The seven photo-collage paintings in “Kyungmi Shin: Origin Stories” at Craft Contemporary demand extended looking, and in exchange provide the delight of ongoing discovery. Vintage family photographs, archival images, art-historical motifs and acrylic paint coalesce in portraits striving to convey the complexity of identity and the discordant narratives that form and deform history. Shin locates the point where the personal and the universal meet: where the urgency of the present intersects with the languid grandeur of the past. Within her frames, ancient shaman deities, Italian revival furniture and François Boucher pastorals coexist.

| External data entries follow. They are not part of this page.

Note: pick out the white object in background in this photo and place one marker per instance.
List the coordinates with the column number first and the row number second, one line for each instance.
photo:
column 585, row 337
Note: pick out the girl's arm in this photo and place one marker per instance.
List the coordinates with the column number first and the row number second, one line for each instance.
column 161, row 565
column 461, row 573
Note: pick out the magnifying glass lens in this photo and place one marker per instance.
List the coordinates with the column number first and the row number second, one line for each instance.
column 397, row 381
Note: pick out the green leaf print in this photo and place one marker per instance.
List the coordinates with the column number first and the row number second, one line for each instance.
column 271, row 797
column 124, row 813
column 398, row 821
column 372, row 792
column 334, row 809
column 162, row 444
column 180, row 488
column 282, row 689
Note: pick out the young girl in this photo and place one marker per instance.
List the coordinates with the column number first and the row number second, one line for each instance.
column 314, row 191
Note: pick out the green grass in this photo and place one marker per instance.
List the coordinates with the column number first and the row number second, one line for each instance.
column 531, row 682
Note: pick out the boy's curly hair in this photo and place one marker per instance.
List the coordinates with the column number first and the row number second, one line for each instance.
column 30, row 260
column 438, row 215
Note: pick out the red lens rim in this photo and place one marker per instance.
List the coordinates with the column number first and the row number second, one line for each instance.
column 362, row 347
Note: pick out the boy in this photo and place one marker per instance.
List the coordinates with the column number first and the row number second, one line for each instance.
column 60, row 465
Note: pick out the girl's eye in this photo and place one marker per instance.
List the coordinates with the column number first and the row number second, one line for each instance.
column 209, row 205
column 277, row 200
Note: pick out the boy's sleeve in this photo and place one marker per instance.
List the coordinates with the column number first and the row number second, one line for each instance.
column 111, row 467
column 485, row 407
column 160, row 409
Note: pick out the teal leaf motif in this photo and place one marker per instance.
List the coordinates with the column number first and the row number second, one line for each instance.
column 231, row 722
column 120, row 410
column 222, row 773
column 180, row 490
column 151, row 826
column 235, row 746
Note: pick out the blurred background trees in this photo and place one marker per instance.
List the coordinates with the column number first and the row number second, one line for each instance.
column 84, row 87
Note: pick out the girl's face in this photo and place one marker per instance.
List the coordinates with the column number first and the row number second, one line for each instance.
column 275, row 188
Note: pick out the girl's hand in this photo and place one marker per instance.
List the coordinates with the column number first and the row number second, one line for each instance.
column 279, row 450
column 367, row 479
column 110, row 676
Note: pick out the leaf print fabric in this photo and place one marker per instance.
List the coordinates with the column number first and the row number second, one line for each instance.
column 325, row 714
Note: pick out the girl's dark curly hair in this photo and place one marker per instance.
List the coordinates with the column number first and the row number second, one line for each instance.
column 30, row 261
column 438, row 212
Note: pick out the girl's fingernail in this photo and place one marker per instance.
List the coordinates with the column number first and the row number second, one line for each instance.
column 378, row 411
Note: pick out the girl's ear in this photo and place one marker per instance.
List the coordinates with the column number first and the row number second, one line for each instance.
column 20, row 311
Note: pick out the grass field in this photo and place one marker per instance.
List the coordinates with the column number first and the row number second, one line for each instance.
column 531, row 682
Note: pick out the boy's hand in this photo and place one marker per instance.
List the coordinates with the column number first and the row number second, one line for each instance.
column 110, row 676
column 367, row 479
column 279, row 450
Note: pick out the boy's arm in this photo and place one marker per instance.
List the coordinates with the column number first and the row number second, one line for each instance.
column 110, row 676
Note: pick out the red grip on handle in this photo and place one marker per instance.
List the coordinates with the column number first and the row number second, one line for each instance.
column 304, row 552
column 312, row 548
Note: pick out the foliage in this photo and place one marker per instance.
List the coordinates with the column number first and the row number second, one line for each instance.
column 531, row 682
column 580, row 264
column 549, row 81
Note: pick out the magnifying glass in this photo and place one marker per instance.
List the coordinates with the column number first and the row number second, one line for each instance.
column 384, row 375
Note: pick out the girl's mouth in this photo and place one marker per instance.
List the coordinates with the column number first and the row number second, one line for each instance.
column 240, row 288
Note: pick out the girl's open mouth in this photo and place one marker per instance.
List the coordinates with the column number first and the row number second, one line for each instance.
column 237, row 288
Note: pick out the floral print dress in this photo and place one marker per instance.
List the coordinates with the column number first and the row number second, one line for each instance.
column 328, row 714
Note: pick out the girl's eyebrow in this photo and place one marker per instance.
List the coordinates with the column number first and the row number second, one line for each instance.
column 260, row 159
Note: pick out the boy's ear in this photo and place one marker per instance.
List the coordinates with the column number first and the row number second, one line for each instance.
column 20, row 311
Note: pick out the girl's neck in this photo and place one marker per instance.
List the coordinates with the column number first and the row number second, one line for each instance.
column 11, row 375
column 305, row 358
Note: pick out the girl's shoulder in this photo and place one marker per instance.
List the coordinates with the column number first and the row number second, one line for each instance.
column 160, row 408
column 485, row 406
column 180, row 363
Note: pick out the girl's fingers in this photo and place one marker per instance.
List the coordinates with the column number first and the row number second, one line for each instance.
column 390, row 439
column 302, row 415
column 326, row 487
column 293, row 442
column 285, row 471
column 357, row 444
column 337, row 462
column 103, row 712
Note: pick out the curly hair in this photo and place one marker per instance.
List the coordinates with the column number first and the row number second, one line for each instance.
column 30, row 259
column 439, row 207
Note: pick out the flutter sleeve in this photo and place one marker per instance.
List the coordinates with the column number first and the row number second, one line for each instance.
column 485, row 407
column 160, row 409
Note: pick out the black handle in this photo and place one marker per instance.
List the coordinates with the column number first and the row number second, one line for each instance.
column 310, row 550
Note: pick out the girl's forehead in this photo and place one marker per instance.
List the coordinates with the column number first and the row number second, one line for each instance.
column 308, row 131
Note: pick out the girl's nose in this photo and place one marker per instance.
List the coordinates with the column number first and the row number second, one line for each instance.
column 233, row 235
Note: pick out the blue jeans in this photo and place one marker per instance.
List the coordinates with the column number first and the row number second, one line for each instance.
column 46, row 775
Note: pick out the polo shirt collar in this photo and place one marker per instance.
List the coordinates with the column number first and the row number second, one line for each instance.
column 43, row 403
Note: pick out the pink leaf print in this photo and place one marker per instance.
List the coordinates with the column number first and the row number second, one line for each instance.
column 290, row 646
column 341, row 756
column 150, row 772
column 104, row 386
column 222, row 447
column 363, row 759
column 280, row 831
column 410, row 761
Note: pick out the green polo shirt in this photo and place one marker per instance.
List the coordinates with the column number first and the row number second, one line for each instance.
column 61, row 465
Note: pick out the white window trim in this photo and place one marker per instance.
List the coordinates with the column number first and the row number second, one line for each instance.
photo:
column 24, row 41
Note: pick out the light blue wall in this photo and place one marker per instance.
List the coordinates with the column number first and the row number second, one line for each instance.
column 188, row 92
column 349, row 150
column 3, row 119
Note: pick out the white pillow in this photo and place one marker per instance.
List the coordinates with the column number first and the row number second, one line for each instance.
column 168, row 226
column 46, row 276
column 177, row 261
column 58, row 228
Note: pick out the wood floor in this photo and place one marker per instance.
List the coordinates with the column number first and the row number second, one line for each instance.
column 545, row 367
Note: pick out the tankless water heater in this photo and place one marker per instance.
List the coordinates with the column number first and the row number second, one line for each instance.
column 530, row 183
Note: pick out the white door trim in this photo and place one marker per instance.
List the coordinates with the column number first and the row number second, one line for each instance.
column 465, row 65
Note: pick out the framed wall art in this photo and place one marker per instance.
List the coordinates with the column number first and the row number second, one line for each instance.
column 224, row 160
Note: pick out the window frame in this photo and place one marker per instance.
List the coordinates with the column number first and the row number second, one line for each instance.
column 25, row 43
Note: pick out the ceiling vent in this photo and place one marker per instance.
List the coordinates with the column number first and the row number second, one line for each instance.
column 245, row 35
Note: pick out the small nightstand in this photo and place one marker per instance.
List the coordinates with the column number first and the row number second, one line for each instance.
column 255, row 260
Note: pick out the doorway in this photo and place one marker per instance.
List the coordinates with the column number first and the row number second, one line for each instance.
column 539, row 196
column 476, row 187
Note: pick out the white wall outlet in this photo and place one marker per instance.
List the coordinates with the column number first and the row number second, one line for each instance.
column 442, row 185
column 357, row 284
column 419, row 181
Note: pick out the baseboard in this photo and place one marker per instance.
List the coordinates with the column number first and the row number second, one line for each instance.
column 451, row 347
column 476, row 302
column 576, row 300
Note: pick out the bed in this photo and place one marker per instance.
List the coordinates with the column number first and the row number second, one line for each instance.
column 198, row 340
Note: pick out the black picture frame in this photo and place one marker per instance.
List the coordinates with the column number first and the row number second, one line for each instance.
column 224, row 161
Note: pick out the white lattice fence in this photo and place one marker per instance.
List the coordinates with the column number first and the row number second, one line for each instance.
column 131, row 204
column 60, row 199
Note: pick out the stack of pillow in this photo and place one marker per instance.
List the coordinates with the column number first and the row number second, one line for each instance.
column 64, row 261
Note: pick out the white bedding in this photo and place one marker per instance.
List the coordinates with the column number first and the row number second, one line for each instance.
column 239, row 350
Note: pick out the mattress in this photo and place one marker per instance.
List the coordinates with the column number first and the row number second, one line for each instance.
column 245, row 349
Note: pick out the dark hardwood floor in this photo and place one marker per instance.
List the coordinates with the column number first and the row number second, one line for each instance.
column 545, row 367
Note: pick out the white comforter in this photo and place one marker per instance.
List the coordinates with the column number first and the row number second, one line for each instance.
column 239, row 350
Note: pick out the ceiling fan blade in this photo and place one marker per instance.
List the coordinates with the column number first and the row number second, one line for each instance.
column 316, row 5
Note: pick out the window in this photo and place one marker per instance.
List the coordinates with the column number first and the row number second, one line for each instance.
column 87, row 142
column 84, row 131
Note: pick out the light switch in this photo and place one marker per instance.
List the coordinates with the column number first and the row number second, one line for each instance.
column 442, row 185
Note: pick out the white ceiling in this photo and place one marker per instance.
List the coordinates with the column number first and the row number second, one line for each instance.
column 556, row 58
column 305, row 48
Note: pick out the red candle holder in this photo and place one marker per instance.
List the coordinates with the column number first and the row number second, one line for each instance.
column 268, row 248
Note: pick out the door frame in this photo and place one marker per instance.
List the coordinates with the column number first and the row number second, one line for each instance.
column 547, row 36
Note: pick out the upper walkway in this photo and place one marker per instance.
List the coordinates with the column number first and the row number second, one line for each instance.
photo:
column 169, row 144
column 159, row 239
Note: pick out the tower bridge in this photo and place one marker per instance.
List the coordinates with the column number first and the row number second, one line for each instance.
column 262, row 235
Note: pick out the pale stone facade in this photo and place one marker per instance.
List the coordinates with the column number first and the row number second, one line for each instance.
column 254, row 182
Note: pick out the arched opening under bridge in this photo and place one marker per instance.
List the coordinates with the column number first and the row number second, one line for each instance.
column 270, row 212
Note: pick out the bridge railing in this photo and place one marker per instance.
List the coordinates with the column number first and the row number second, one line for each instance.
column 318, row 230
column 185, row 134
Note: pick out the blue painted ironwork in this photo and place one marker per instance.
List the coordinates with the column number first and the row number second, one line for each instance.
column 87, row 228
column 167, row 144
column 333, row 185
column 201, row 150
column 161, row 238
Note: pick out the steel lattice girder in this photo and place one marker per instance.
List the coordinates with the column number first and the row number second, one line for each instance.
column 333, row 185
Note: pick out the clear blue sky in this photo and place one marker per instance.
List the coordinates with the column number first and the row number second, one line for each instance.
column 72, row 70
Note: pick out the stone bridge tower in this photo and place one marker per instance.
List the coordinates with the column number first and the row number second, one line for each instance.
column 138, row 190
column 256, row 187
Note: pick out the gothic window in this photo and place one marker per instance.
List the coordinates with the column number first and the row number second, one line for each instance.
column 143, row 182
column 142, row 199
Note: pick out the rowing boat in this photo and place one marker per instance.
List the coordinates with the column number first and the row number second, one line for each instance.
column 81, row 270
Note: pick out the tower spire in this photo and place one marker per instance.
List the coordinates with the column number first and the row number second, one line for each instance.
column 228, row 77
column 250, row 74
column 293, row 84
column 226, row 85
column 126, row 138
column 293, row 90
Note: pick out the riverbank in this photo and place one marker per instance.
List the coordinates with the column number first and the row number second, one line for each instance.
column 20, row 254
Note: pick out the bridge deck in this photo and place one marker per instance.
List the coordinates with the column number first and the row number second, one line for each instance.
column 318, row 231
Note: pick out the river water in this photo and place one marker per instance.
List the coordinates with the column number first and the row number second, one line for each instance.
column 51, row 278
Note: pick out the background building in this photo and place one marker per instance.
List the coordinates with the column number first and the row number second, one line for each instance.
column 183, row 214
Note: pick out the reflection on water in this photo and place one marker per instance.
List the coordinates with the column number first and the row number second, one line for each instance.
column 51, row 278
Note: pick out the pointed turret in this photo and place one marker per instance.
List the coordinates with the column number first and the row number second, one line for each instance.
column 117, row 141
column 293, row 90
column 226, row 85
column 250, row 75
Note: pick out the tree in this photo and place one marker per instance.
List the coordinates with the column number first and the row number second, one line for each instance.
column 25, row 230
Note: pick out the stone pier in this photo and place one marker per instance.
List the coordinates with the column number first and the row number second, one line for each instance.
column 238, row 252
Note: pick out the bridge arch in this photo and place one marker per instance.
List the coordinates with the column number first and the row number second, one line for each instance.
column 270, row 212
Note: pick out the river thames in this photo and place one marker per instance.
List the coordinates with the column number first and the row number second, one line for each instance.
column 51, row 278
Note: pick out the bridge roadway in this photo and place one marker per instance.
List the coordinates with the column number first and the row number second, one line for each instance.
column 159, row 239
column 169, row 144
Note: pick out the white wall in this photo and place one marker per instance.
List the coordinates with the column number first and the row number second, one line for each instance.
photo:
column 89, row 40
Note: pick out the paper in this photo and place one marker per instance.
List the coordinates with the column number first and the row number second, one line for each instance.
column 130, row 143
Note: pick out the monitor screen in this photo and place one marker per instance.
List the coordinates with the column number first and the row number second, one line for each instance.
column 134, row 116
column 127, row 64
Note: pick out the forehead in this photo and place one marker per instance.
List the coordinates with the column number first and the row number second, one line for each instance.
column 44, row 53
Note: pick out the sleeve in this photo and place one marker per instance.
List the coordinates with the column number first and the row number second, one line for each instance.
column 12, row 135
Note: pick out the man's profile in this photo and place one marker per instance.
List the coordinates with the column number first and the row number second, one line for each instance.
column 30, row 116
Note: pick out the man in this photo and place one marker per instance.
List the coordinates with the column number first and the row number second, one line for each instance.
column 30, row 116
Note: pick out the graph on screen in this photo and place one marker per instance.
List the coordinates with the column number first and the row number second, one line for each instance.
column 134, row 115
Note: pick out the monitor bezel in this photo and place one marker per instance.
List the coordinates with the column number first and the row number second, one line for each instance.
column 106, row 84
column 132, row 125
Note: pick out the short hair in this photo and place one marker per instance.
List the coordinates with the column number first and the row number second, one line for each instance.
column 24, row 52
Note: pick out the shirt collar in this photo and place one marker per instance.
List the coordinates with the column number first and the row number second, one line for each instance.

While her multivalent references deftly evince the effects of colonization and cultural dissemination, they also realize a sort of magical thinking—a world where one influence doesn’t subjugate or eradicate the rest.
Shin’s own variegated narrative began in South Korea, where her father was a Christian minister (Christianity itself a colonial import to Korea in the late 1800s) until the family immigrated to the United States when she was 19. It would take Shin more than 10 years to understand herself as a Korean American and to grapple with what that meant. Her prismatic paintings account for this reckoning, though they don’t suggest a new assimilated identity so much as expose its many antecedents, valences and inconsistencies. They are both unified portraits and the sum of their distinct parts, recalling Édouard Glissant’s assertion that “we know ourselves as part and as crowd … our boats are open, and we sail them for everyone.”
The largest work in the show, Careful you don’t hurt somebody with all that flash (2024), inspired by both European “grand style” historical paintings and monumental Buddhist devotional sculpture, envisions an epic meeting between a Holy Roman Emperor and fellow embattled crusaders, a dragon-riding spirit from Korean folklore, and a crowd of Korean men in suits and ties. By contrast, the show’s most intimate, tender work, Three Magi (2022), transposes a drawing of her mother and baby sister over a 15th-century painting of the Three Wise Men bearing gifts for the newborn Christ Child, wherein one offering is a chinoiserie cup of gold coins. Again, I felt pulled between the radiant Virgin Mary, the Chaekgeori-inspired flower arrangement, and the metallic millefleur background. But I returned again and again to the artist’s mother’s face, a gentle reminder that we, all of us, are born of the same source.